La pena de muerte, tan ventilada estos días por la presidenta Boluarte, lejos de ser una solución efectiva para los problemas de inseguridad que aquejan a nuestras sociedades, se revela como una trampa moral y una falacia disuasoria.
A menudo se argumenta que el miedo a la ejecución puede frenar el crimen, pero la realidad nos dice otra cosa. En Estados Unidos, donde la pena capital sigue vigente en varios estados, las estadísticas de criminalidad no muestran una disminución clara (menos criminalidad hay en estados que no la consideran).
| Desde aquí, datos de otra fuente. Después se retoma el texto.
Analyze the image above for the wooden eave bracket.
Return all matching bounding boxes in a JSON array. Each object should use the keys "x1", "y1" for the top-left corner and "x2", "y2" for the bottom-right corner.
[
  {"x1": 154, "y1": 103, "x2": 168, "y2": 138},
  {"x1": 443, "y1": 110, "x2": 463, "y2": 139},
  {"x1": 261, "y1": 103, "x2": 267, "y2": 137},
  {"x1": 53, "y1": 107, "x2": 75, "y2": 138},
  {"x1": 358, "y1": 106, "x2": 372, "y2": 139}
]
Los delincuentes, impulsados por la desesperación o el impulso, no contemplan la posibilidad de una condena final en el momento de cometer sus actos.
El enfoque debe ser trasladado hacia la prevención y la rehabilitación, y los resultados serán claramente positivos: las tasas de crimen disminuirán. Por lo demás, más disuasorio es constatar que un delincuente va a ser capturado y procesado, no la magnitud de la pena, sin contar que el sistema de justicia peruano es absolutamente falible. Si un delincuente sabe que va a ser detenido y apresado, se inhibirá mucho más de cometer un delito que si cree que le inaplicarán una sanción máxima.
Con la pena de muerte se opta por una respuesta simplista y brutal que perpetúa un ciclo de violencia. Este enfoque erosiona la confianza en un sistema judicial que debería ser, ante todo, un pilar de la civilización.
En última instancia, lo que necesitamos es un sistema que garantice que no habrá impunidad. Lo que alienta al delito -reiteramos- es la seguridad de que la justicia no caerá encima del delincuente, sin importar la pena que se le imponga, como sucede hoy en el Perú.
Se trata de una falaz cortina de humo lanzada por la primera mandataria, para distraernos de las reales causas del aumento delincuencial en el país, como es la incompetencia absoluta del ministro del Interior y del sistema de justicia.